Pound for pound, Mike Tyson was the best male boxer to have ever taken the professional ring. The bloke had good muscle density, cardiovascular fitness, lightning speed in his punches, and just this real toxic male bravado, that unfortunately got him into a lot of steep within his personal life (did him well though in the boxing ring).


Managing investments feels like being in a boxing ring, where you're constantly contending against the variables you can control (your physical fitness, diet, sleep, etc.) and those you can't (inflation, cost of living crisis, austerity, bear-sticking markets, etc.). Like a good professional boxer, keeping a good track on all that you can control requires somewhat of a daily strength and conditioning. The discipline required to follow through with good long-term decisions (such as to practice saving cash for a contingency fund, of which the unforeseen event may only happen a year from now), within this high-pressure, high interest rate environment, requires a similar aggression as these athletes have.

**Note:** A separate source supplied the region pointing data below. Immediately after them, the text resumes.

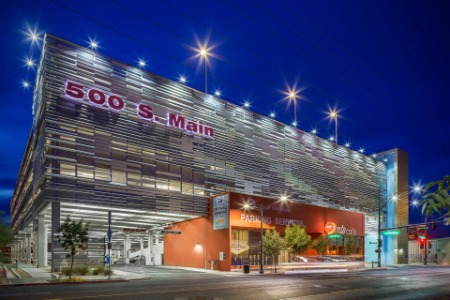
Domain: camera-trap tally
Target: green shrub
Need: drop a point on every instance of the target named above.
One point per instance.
(5, 259)
(65, 271)
(81, 270)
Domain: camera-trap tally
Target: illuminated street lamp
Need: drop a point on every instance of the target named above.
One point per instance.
(29, 62)
(142, 63)
(292, 96)
(261, 212)
(203, 52)
(334, 116)
(378, 251)
(93, 44)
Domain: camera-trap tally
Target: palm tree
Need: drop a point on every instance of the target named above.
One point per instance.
(436, 198)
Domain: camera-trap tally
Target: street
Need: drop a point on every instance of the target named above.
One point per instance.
(407, 282)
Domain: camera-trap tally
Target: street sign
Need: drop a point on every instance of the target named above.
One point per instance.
(391, 232)
(171, 231)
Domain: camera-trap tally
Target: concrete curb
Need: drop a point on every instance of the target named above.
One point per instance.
(59, 283)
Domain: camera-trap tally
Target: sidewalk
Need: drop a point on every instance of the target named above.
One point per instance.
(41, 276)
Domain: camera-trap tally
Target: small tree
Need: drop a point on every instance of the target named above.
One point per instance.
(350, 244)
(272, 244)
(73, 235)
(296, 239)
(436, 198)
(320, 245)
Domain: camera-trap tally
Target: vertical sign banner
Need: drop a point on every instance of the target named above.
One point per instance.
(220, 212)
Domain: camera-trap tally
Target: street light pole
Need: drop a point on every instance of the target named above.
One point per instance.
(334, 115)
(206, 77)
(261, 269)
(379, 233)
(394, 197)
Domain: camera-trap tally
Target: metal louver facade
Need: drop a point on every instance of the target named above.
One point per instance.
(91, 155)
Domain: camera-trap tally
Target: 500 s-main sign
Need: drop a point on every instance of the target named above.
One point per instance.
(116, 103)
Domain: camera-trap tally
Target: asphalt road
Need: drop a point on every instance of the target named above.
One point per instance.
(401, 283)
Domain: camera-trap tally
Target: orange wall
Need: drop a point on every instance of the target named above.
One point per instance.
(182, 249)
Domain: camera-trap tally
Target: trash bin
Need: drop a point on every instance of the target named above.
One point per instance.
(246, 269)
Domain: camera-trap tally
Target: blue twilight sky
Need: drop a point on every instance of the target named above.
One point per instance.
(383, 64)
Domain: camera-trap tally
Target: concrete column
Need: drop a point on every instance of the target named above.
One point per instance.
(41, 247)
(28, 257)
(149, 260)
(157, 255)
(126, 249)
(57, 251)
(46, 244)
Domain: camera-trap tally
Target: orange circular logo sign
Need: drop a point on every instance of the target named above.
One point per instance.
(330, 227)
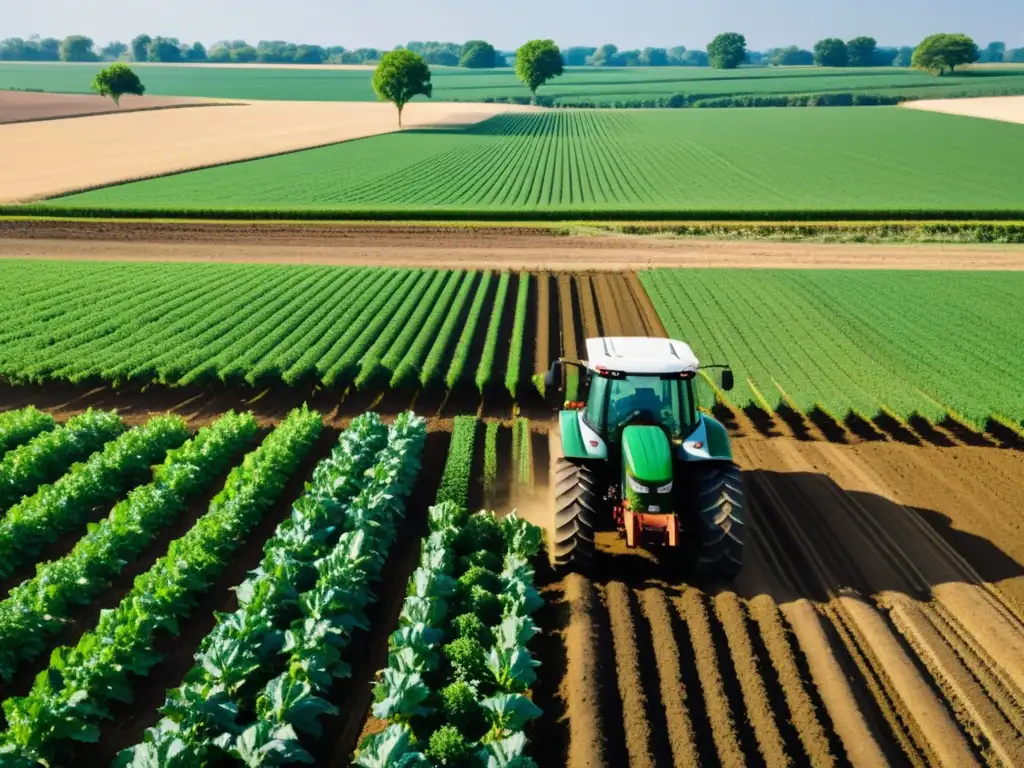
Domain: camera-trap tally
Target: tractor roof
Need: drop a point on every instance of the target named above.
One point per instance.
(640, 355)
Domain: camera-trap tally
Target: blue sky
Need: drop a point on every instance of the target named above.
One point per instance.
(628, 24)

For businesses, the budget planning component of any contingency plan is crucial to ensure long-term survival through business-critical events, or quite frankly catastrophes, such as this potentially corrosive monkey-pox pandemic. Executed with effectiveness (good factoring of all potential threat variables) and efficiency (no excess or deficit amounts of money to be spent, and enough liquidity accessible in cash reserves), this long-term plan can be a thing of beauty.


Just that in the short-term, ridiculously increased costs such as six key industrial metals on the London Stock Exchange by double in 2021; spot-natural gas prices by six times in Europe than the pre-pandemic times; and global maritime container freight rates costing seven times higher than in 2019 (McKinsey & Co.), make it very difficult for any business to think about the long haul. It becomes a priority for them to rather improve their business model, in order to capture more sales and reduce costs, in a way that can, say, allow for the "luxury" of contingency planning.